Gabon : Omar Bongo est officiellement mort
A l’annonce du décès, Ali Ben Bongo le ministre de la défense a décidé de la fermeture des » frontières terrestres, aériennes et maritimes » du pays. –
C’est donc désormais officiel. Omar Bongo Ondimba est décédé hier, lundi 08 juin 2009 à Barcelone (Espagne) des suites d’une crise cardiaque. L’annonce officielle faite par le premier ministre gabonais, Jean Eyeghe Ndong, qui, quelques heures avant affirmait que le président était encore " bien en vie " est ainsi venu mettre un terme à la cacophonie qui se fait entendre depuis quelques semaines et s’est accentuée hier à l’annonce du décès du président par les médias français.
Selon un message écrit du Premier ministre gabonais remis en main propre aux journalistes présents à la clinique Quiron où était hospitalisé le président Bongo depuis la fin du mois de mai pour, disait-on alors, un " cancer de l’intestin ", "C’est à 14h30 (12h30 Gmt) que l’équipe médicale m’a informé, ainsi que les officiels et membres de la famille présents, que le président de la République, chef de l’Etat, Omar Bongo Ondimba, venait de rendre l’âme des suites d’un arrêt cardiaque". Le message poursuit : "Chers frères et sœurs gabonais, comme nous le savons tous, le président Bongo Ondimba a tout au long de sa vie politique, consacrée à son pays et au peuple gabonais, toujours cultivé l’unité et la cohésion des gabonais pour une paix véritable. Cette paix, nous la vivons et devons la préserver dans le respect des institutions de la République", ajoute ce communiqué.
Les autorités gabonaises ont également demandé à leurs concitoyens de rester unis dans cette épreuve et il est décrété un deuil national de 30 jours sur l’ensemble du territoire national.
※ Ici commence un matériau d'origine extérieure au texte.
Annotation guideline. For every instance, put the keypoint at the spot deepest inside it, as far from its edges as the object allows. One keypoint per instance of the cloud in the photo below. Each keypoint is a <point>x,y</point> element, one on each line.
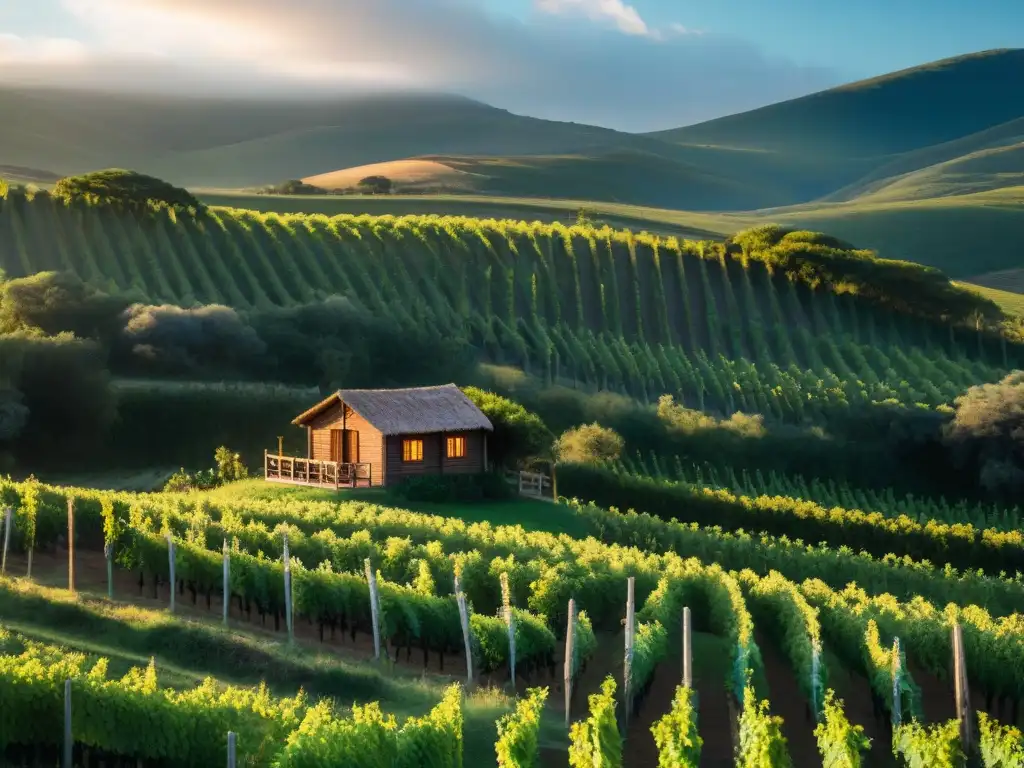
<point>625,17</point>
<point>615,71</point>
Par conséquent, les drapeaux sont mis en berne pendant cette période et le programme des obsèques sera communiqué ultérieurement, est-il ajouté. A l’annonce officielle du décès du président gabonais Omar Bongo, le président français Nicolas Sarkozy a exprimé "beaucoup de tristesse et d’émotion", assurant que la France était "dans cette épreuve aux côtés du Gabon, de ses institutions et de son peuple".
"C’est un grand et fidèle ami de la France qui nous a quittés, une haute figure de l’Afrique et un chef d’Etat qui avait su gagner l’estime et le respect de l’ensemble de ses pairs, notamment par ses nombreuses initiatives en faveur de la paix sur le continent africain", insiste le communiqué de l’Elysée.
Conférence nationale
Albert-Bernard Bongo est né le 30 décembre 1935 dans la province du Haut-Ogooué, il effectue ses études primaires et secondaires au Congo, puis après son service militaire, il rejoignit d’abord les services secrets français, puis l’entourage de Léon Mba futur président du Gabon, et travailla comme commis des postes. Il parvint par la suite à tenter d’opposer à la stratégie commune une approche plus transversale mais non moins subversive (telle que déclamée dans une lettre ouverte aux représentants de l’ordre établi, datée du 15 mai 1970). Après l’indépendance en 1960 il fut vice-président et bras droit de Léon Mba, avant de lui succéder après sa mort en 1967. En 1968, il fonde le Parti démocratique gabonais socle du monopartisme jusqu’en 1990. Omar Bongo se convertit en 1973 à l’islam et devient El Hadj Omar Bongo. En 1990, Bongo est poussé à organiser une conférence nationale à l’issue de laquelle il accepte la restauration du multipartisme. Il ajoute le nom de son père au sien et devient donc en 2004 Omar Bongo Ondimba. Durant toutes ses 41 années de présidence, il dirige le Gabon de façon très directe.
On se souvient qu’au lendemain du décès de son épouse, Edith Lucie Sassou Bongo Ondimba, le 14 mars 2009, à l’âge de 44 ans, le président Bongo a annoncé sa retraite provisoire. Depuis, le président de la République gabonaise ne s’est pas remis. Avec l’annonce de son décès, l’inquiétude monte quant à l’avenir politique du Gabon. Ceci bien que, aux termes de la Constitution, la présidente du Sénat Rose-Francine Rogombé, membre du Parti démocratique gabonais (Pdg) créé par Bongo en 1968, doit assurer l’intérim. Des élections doivent être organisées dans les 45 jours. A ce propos, la porte-parole du gouvernement et ministre de la Communication Laure Olga Gondjout a assuré que la Loi fondamentale et les institutions seraient "respectés". Seulement la décision de fermer les frontières terrestres, aériennes et maritimes du pays prise par le ministre de la Défense, par ailleurs fils du président défunt et suspecté de vouloir prendre le pouvoir, sans s’en référer à la présidente par intérim, Rose-Francine Rogombé, n’augure pas des jours tranquilles dans le pays.